«Письма Высоцкого» и другие репортажи на радио «Свобода» (Кохановский) - страница 40

Почти математической стала формула Достоевского: красота спасет мир. Я думаю, что тех людей уже могла — подчеркиваю: уже — спасти красота. Моих героев — пока йет. Для них нет еще даже — не убий, возлюби ближнего своего аки самого себя. Я наблюдаю у героев самозарождение этих истин, как они с кровью, вновь рождаются. Нужно вновь родиться всему, пройти через живую воду, что ли. Ведь у нас мертвое общество, будто мы мертвой воды

наглотались, помимо того, что оно первобытное. И поэтому пока неважно, красивое или нет, главное, чтобы живое; живое — оно же некрасивым рождается, в слизи, в слезах. Для того, чтобы что-то родилось, нужна любовь. Вот о ней я пишу, и мне ее жалко, как живую. Бог есть любовь, так, да?
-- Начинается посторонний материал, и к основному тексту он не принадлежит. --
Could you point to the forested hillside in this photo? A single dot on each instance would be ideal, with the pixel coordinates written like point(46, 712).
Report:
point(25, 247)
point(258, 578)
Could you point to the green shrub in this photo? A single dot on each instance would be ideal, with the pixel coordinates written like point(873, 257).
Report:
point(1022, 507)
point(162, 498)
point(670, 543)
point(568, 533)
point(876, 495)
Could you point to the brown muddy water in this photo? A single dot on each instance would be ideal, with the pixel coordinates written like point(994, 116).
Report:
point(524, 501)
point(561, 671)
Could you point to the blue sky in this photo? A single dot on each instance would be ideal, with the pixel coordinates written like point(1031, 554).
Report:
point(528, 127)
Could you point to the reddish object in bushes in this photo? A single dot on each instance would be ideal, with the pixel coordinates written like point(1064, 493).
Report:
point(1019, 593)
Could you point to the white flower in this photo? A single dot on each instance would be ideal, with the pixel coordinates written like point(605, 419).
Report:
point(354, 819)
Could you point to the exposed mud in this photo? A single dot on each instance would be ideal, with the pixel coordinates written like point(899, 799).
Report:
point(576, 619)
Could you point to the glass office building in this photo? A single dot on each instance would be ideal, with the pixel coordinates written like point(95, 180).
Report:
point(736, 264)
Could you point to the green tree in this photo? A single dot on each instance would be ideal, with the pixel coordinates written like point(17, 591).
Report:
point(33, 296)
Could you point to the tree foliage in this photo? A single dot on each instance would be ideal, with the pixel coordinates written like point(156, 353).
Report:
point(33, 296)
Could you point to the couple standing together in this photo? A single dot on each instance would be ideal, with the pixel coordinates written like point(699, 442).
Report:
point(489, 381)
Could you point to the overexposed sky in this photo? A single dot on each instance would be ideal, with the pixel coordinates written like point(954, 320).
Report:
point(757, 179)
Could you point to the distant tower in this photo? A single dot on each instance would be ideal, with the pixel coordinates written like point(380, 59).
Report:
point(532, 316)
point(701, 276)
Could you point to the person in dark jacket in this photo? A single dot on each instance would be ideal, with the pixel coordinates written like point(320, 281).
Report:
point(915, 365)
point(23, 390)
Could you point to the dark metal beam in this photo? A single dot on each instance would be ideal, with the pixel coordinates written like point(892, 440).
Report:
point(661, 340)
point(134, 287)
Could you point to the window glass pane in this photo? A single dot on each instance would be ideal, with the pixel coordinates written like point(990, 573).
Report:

Год назад или два уже посмотрела я страшный и светлый мультфильм Андрея Хржановского «Пейзаж с можжевельником» об эстонском художнике — к стыду своему, забыла сейчас его имя. Это такой синтез документального кино, мультипликации, музыки, стихов, песен Высоцкого. И вот я смотрела на его рисунки, которые он рисовал прямо в лагере (нашем советском концлагере); а на рисунках: он и она, он и она, и опять лагерь, и опять он и она и так до невозможности. И я подумала, даже не подумала, а так огромно почувствовала, что нет, даже нелюдей загубили миллионами (революция, война, голод, лагеря, коллективизация, война, опять лагеря), а просто убили любовь, у той интеллигенции преемственность любви убили. Причем самую ту, настоящую, у той интеллигенции и того простого народа. И осталась нам в наследство любовь служащих. То есть огромная часть (я ее ощущаю так материально, как воздушный столп) просто ушла в космос, не переданная детям — дети ведь оторваны были. А любовь служащих у Зощенко описана — не юмористически, а просто страшно реалистически — и таковой осталась. И потому у нас почти ничего нет — ни прозы, ни театра, ни человеческого кино; ведь это слишком долго восстанавливается, на это века уходят. Даже если все будут страшно правдивы и честны, как сейчас. И потому любую любовь, любую страсть у моих героев я вынянчиваю, как дитя, и любую любовь, на первый взгляд жалкую, стыдную и незначительную, я ловлю, как надежду. Чувство это трагическое, особенно, потому, что любовь — это уже счастье, а в нашей жизни — общей безлюбовной, хамской, жалкой, стыдной, незначительной жизни на всех — быть счастливым любовью опасно, смертельно, как белой вороне, как быть с деньгами кооператором. И еще. Всеми силами держать на плечах этот любовный мост над кровью миллионов погибших Любовей — так трудно, все силы уходят, и бесполезно в безбожьем мире< Повторяю: в моем первобытном мире рождение любви — это рождение бога. И потому все мои героини больны проказой; проказа эта — любовь. Они все как бы на пороге откровения, я их заставляю пережить катарсис там, внутри рассказа, творя свою любовь и свою трагедию, и их катарсис должен совпасть с катарсисом читателя. Как это получается — не мне судить, но хочу подчеркнуть, что я работаю в жанре трагического рассказа, рассказа-трагедии, а не чернухи, как это часто называют. Как фронтовикам невозможно было смотреть фильмы о войне, так современникам невозможно и тяжело читать о себе сегодняшних.